Detaching a Policy from a Cluster¶
Once a policy is attached to a cluster, it can be detached from the cluster at
user’s request. The only parameter required for the policy_detach
action
API is policy_id
, which can be the UUID, the name or the short ID of the
policy.
Upon receiving a policy_detach
request, the Senlin engine will perform
some validations then translate the request into a CLUSTER_DETACH_POLICY
action and queue the action for execution. The action’s UUID is then returned
to Senlin API and finally the requestor.
When the Senlin engine executes the CLUSTER_DETACH_POLICY
action, it will
try find if the policy is already attached to the cluster. This checking was
not done previously because the engine must ensure that the cluster has been
locked before this checking, or else there might be race conditions.

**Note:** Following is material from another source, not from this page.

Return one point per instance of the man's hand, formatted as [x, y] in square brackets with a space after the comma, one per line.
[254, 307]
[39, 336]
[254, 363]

The engine calls the policy’s detach
method when detaching the policy from
the cluster and then removes the binding record from database if the
detach
method returns a True value.
Policies attached to a cluster are cached at the target cluster as part of its
runtime rt
data structure. This is an optimization regarding DB queries.
The CLUSTER_DETACH_POLICY
action will invalidate the cache when detaching
a policy from a cluster.
Updating a Policy on a Cluster¶
When a policy is attached to a cluster, there are some properties pertaining to the binding. These properties can be updated as long as the policy is still attached to the cluster. The properties that can be updated include:
enabled
: a boolean value indicating whether the policy should be enabled or disabled. There are cases where some policies have to be temporarily disabled when other manual operations going on.
Upon receiving the policy_update
request, Senlin API performs some basic
validations on the parameters passed.
Senlin engine translates the policy_update
request into an action
CLUSTER_UPDATE_POLICY
and queue it for execution. The UUID of the action
is then returned to Senlin API and eventually the requestor.
During execution of the CLUSTER_UPDATE_POLICY
action, Senlin engine
simply updates the binding record in the database and returns.